Another one of her beds is filled with flowers that attract hummingbirds. One of the main flowers in the bed is bee balm. Hummingbirds love the sweet nectar the flowers produce.
Janice also has several seating areas around her property, which she either bought second hand or scavenged from the side of the road.
“I like little places to sit at,” she said.
One of her finds from the side of the road is a little bike that serves as a planter. She also found window planters that she painted white.
Also surrounding her home, are many potted plants all with arrangements of flowers that she designed. One of her large pots is filled with pansies.
“I had some pansies that were dying so I put them all in one pot.”
Janice’s 20-year-old grandson Anthony Franks decided he wanted to try out his green thumb and planted a small vegetable garden in Janice’s backyard. He planted tomatoes, peppers, cucumbers, carrots, strawberries, cabbage and more.
Right now, the garden serves just his family, but he hopes to build it up big enough by next year so that he can sell some of his produce, he said.
The garden does seem to be a hit with his family, so much so that his mother has nicknamed him “Harvest Bub.”
Like Linda, Janice is also good at growing and reproducing plants. Along her driveway are three large bushes that she was able to grow from a twig she broke off of a bush on the property where Staxx BBQ is now.
“I liked those bushes,” she said. So, she broke off a twig and took it home and let it grow roots in a pot, and then she planted it.
That one twig has now grown into three large bushes.

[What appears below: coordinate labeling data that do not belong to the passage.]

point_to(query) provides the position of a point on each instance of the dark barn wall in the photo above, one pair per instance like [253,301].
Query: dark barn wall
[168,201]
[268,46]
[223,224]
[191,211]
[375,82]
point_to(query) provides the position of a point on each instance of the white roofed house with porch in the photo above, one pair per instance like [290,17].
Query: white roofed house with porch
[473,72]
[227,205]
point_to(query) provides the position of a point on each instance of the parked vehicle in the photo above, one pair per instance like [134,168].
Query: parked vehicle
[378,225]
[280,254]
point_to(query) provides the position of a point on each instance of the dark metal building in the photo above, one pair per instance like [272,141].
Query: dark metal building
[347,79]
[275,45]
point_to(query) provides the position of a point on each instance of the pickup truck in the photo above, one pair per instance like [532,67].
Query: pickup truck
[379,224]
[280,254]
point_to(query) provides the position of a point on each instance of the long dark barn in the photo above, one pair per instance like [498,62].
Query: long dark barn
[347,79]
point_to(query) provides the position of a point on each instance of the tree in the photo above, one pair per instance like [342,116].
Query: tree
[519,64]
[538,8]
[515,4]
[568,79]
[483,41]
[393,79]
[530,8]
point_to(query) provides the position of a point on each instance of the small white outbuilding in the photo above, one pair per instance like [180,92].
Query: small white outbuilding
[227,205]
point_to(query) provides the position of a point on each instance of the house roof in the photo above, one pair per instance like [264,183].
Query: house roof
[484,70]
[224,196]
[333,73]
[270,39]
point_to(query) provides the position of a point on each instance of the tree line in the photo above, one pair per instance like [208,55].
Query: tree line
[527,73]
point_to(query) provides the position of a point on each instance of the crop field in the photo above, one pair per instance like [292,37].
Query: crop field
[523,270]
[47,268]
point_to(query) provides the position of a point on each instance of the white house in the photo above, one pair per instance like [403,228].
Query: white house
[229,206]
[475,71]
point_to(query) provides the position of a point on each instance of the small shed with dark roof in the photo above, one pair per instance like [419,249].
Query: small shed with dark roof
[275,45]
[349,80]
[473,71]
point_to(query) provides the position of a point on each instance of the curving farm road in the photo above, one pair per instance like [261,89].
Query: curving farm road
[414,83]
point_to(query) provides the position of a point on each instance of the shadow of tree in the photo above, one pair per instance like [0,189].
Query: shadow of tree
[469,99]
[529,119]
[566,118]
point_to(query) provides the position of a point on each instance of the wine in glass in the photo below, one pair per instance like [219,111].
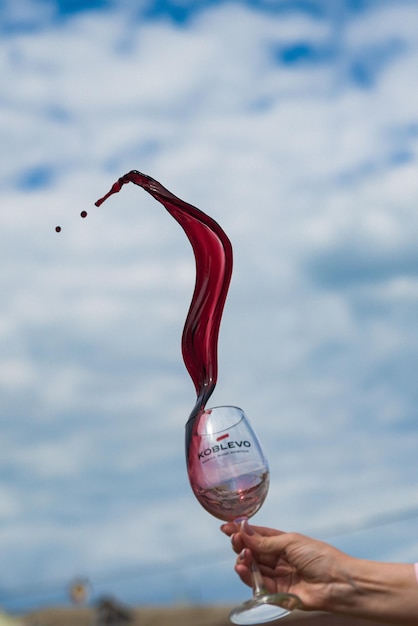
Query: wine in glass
[229,476]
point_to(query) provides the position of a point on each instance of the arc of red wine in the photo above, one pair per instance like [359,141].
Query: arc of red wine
[213,255]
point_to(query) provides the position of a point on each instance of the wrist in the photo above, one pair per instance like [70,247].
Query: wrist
[388,591]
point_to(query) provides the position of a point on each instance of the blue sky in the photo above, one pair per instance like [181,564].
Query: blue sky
[293,124]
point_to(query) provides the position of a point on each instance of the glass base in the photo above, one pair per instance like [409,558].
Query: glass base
[264,608]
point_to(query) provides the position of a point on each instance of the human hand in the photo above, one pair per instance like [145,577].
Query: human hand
[290,562]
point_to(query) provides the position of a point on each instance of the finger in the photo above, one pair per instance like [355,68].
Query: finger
[237,543]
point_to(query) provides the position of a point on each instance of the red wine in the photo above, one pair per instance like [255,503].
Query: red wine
[240,497]
[213,255]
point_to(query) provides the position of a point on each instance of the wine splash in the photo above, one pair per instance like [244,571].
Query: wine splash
[213,255]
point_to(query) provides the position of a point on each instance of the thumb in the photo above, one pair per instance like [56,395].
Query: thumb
[259,542]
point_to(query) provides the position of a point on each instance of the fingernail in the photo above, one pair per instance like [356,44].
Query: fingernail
[247,528]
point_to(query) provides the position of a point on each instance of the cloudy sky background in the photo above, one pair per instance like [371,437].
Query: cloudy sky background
[294,125]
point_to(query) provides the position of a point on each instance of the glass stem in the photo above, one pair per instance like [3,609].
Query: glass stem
[256,577]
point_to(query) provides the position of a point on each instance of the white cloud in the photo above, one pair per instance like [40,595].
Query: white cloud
[302,167]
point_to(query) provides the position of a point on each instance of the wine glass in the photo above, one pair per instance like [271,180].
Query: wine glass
[229,476]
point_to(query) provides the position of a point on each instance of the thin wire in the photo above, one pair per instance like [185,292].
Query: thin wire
[203,558]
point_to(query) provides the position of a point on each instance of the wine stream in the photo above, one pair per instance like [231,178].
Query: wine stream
[213,255]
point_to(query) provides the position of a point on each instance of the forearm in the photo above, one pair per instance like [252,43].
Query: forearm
[382,591]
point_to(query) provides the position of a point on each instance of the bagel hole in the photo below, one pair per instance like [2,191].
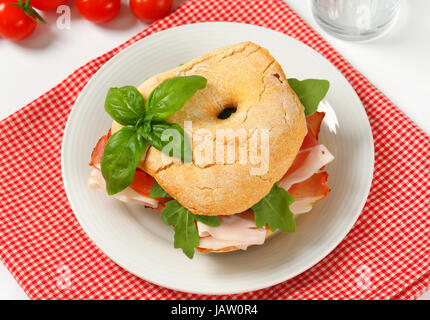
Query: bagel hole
[227,112]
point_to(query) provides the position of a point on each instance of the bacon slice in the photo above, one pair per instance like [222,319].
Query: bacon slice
[96,181]
[96,155]
[142,182]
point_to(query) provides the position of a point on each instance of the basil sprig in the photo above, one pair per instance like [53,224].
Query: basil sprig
[186,233]
[274,210]
[310,92]
[144,124]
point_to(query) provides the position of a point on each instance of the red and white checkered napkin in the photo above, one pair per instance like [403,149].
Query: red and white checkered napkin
[386,254]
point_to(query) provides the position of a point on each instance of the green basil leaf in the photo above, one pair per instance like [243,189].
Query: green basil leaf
[158,192]
[171,95]
[121,156]
[125,105]
[310,92]
[186,233]
[173,142]
[212,221]
[274,210]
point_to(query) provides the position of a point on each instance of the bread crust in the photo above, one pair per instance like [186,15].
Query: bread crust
[245,76]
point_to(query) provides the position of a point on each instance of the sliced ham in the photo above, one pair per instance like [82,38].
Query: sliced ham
[96,181]
[307,162]
[234,231]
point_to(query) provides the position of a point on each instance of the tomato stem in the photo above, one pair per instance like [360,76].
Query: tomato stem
[29,10]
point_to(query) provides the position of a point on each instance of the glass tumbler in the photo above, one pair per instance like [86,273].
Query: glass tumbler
[355,20]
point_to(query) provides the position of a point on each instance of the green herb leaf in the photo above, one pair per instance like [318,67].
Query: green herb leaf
[186,233]
[169,138]
[121,156]
[158,192]
[171,95]
[125,105]
[310,92]
[274,210]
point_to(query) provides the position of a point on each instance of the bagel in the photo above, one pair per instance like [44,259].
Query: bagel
[245,80]
[244,76]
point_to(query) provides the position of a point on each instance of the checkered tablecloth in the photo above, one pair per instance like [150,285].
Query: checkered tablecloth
[387,251]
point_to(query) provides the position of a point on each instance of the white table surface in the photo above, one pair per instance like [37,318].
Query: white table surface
[398,64]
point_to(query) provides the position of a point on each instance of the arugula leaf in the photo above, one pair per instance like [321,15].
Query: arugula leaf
[310,92]
[158,192]
[121,156]
[125,105]
[171,95]
[274,210]
[186,233]
[174,143]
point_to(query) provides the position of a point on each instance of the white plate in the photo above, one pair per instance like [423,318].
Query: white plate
[135,237]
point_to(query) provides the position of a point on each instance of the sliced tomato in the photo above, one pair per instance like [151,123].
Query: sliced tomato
[96,155]
[315,186]
[142,182]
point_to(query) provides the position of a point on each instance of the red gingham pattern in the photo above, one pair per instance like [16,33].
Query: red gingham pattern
[386,254]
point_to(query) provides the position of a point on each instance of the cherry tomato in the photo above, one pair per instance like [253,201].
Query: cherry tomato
[150,10]
[47,5]
[98,11]
[15,24]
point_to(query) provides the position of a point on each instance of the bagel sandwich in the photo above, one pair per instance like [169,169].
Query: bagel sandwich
[242,158]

She also did that with her knockout rose bushes.
“If it’s green, you can grow it,” she said.
Another neighbor who has a green thumb is Marie Doss. She has lived at Capital Mobile Home Estates for 40 years.
Marie has several features in her yard including an antique bicycle and wagon wheel, and a water fountain all surrounded by her favorite flowers and plants.
She has peonies, knockout roses, hostas, hibiscus, crape myrtle, flowers she calls “pink buttercups” because that’s what her mother called them, and more. One of her most prized plants is her smoke tree.
“I was proud to get it,” Marie said. “It’s so pretty. It blossoms once a year and the flowers are smoky looking.”
Marie’s peonies are also special to her because when she was growing up in Beattyville, on Memorial Day she and her family would decorate the graves of their loved ones with the flower.
This year, Marie said she expanded her flowerbeds and had to use 90 bags of mulch.
“That’s the most I’ve ever had to use.”
Marie said her love of gardening must have come from her parents.
“My mom and dad were both green thumbs,” she said.
Marie said she will spend all summer out in her yard.
“I just enjoy doing it,” she said. “I like to look out and see what’s new each day — what’s bloomed.”